Der Wingfoil-Boom – verstärkt durch die Pandemie
Die Sportart gilt als eine Mischung aus Windsurfen und Kitesurfen. Vor vier Jahren kam die junge Sportart auf. Florian Jauch hat das Potenzial sofort erkannt und die Sportart ins Angebot von Windsurfing Urnersee aufgenommen. «Das Material ist weniger klobig als beim Windsurfen und Kitesurfen ist hier wegen der langen Leinen vielerorts verboten oder wegen Platzmangel schlicht nicht möglich», erklärt Florian Jauch. Auch das Gefühl, über dem Wasser zu fliegen, fasziniere viele.
Die Sportart boomt. «Während der Coronakrise haben viele mit Wingfoilen begonnen, weil man es problemlos auch in der Schweiz machen kann», sagt Jauch.

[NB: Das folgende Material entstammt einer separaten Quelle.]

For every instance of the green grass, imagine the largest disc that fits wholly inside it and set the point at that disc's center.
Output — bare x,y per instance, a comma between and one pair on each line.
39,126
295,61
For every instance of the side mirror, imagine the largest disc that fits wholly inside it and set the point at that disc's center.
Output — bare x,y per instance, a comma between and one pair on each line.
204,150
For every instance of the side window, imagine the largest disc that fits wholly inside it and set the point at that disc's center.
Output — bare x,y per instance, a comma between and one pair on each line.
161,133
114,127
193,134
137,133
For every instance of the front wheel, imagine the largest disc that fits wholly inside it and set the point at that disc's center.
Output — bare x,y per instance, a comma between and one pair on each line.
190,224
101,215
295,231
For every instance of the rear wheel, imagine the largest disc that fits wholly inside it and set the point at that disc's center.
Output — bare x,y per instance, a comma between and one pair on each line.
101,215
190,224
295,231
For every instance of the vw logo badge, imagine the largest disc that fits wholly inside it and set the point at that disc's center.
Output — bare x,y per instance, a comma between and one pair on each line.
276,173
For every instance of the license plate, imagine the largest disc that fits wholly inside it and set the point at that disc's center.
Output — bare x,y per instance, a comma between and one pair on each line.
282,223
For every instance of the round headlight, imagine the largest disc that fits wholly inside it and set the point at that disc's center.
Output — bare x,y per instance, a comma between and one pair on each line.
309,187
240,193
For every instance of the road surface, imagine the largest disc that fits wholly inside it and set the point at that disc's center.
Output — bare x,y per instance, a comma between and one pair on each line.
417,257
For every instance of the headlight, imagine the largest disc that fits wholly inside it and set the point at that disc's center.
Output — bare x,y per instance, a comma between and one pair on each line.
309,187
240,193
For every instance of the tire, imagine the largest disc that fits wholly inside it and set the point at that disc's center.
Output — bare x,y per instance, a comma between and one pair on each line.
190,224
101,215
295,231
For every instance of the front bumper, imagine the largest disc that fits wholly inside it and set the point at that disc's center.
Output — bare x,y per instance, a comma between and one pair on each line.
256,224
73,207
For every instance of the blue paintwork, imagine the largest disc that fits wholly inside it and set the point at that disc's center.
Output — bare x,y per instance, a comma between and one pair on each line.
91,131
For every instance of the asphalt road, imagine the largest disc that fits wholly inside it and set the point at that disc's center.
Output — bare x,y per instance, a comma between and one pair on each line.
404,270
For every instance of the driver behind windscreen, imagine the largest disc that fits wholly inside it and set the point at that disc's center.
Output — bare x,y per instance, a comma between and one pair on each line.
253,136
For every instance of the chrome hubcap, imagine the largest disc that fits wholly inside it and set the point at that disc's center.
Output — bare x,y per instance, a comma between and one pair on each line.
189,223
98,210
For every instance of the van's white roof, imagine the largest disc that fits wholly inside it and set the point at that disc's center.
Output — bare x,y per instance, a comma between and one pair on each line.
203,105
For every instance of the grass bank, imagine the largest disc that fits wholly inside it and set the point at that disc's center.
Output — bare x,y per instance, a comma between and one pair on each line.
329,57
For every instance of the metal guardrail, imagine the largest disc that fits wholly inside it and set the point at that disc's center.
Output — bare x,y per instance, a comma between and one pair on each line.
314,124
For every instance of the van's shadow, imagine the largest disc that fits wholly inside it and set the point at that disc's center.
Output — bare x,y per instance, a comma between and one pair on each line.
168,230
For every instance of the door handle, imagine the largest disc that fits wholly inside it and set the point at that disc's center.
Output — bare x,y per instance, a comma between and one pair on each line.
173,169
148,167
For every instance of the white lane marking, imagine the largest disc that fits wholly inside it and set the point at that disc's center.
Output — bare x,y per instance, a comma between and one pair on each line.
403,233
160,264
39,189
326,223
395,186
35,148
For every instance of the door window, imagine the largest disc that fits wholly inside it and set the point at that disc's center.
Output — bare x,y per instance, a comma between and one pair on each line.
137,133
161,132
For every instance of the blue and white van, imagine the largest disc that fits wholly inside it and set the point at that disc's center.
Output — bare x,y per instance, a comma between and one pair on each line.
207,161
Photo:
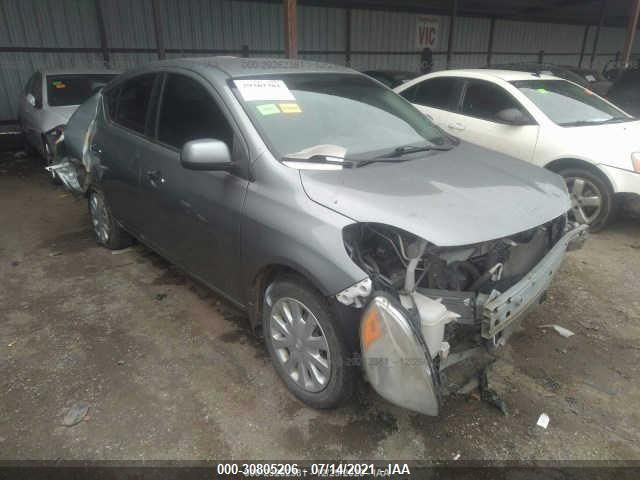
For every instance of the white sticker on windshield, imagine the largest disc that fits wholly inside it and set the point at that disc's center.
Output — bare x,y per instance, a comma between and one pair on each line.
252,90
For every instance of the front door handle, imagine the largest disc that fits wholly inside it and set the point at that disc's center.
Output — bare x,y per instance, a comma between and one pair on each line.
456,126
155,177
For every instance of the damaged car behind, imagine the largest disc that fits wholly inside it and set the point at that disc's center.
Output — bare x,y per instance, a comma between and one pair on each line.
356,234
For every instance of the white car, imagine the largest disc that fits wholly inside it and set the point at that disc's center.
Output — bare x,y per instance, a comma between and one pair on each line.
544,120
49,99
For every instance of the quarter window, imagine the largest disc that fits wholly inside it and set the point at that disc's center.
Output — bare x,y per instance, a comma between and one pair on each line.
133,102
442,93
188,113
484,100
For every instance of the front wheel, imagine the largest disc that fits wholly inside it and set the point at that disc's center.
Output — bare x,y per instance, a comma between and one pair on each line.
107,230
591,198
306,348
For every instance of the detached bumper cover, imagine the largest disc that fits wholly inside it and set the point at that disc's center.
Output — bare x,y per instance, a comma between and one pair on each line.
502,311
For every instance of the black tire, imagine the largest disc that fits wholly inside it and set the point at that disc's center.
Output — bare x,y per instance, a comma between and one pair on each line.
113,236
342,377
595,182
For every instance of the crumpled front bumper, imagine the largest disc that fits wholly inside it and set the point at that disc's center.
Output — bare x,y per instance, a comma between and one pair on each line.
503,310
394,354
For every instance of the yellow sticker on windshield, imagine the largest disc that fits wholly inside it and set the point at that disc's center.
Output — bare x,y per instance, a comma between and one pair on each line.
290,108
268,109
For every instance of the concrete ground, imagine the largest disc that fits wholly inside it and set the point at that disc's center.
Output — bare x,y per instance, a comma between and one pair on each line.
170,371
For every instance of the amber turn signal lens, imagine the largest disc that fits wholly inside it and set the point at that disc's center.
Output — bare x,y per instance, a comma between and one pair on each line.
371,330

Doch Wingfoilen ist anspruchsvoll. Anspruchsvoller als Windsurfen und Kitesurfen. «Bei zwei Dritteln der Gäste, die bei uns einen Anfängerkurs buchen oder Material mieten, bleibt es bei einem einmaligen Erlebnis», sagt Jauch. Da Wingfoilen locker und leicht aussieht, wollen sich viele darin versuchen, merken dann jedoch, dass es Übung braucht, bis sie das gewünschte Niveau erreichen.
Florian Jauch empfiehlt, zuerst mit Windsurfen zu beginnen, um ein Gefühl für den Wind zu entwickeln. Auch geübte Segler hätten das Wingfoilen schneller im Griff. Ansonsten hilft nichts ausser Übung. Es brauche schon etwa eine Saison, bis man das «Foilen» beherrsche, schätzt Jauch.
Der Urnersee kann «fast mit dem Gardasee mithalten»
Tage, an denen man üben kann, gibt es am Urnersee reichlich. «Die letzten 25 Tage hatten wir täglich beste Wetter- und Windbedingungen. So können wir schon fast mit dem Gardasee mithalten», schwärmt Jauch. Durch das sonnige Wetter werden die Felsen aufgeheizt. Dadurch entsteht eine Thermik, die den Nordwind verstärkt. Am Nachmittag sei der Wind am stärksten, so Jauch.

Die heissen Temperaturen locken viele Menschen auf den kühlen See. Heute sei eher ein ruhiger Tag, knapp 50 farbige Segel sind auf dem Wasser zu erkennen. «An guten Tagen sind hier 200 bis 300 Wassersportler auf dem See», sagt Jauch. Die Saison dauert jeweils von April bis September.
Bleibt also noch genug Zeit, dem Sport eine Chance zu geben. Für Anfänger wie mich sind die warmen Sommertemperaturen ideal. Dann macht es auch nichts aus, wenn man ab und zu wieder tauchen geht.

Familienunternehmen «Windsurfing Urnersee» wird 40
Seit 40 Jahren vermietet die Familie Jauch Windsurf-Ausrüstung am Urnersee. Im Jahr 1986 verlegte die Familie ihren Standort vom Gruonbachdelta an den jetzigen Standort. Im Bereich Unterer Winkel wurde die Surfstation mit einem Campingplatz und einem Shop ergänzt. Durch seine Lage direkt am Urnersee lockt der Camping jedes Jahr viele Wassersportbegeisterte an.
2015 übernahmen Florian Jauch und seine Schwester Andrea Aregger den Betrieb von ihren Eltern. Die beiden sind auf dem Surfbrett aufgewachsen und führen «Windsurfing Urnersee» mit derselben Begeisterung für das Windsurfen weiter wie ihre Eltern.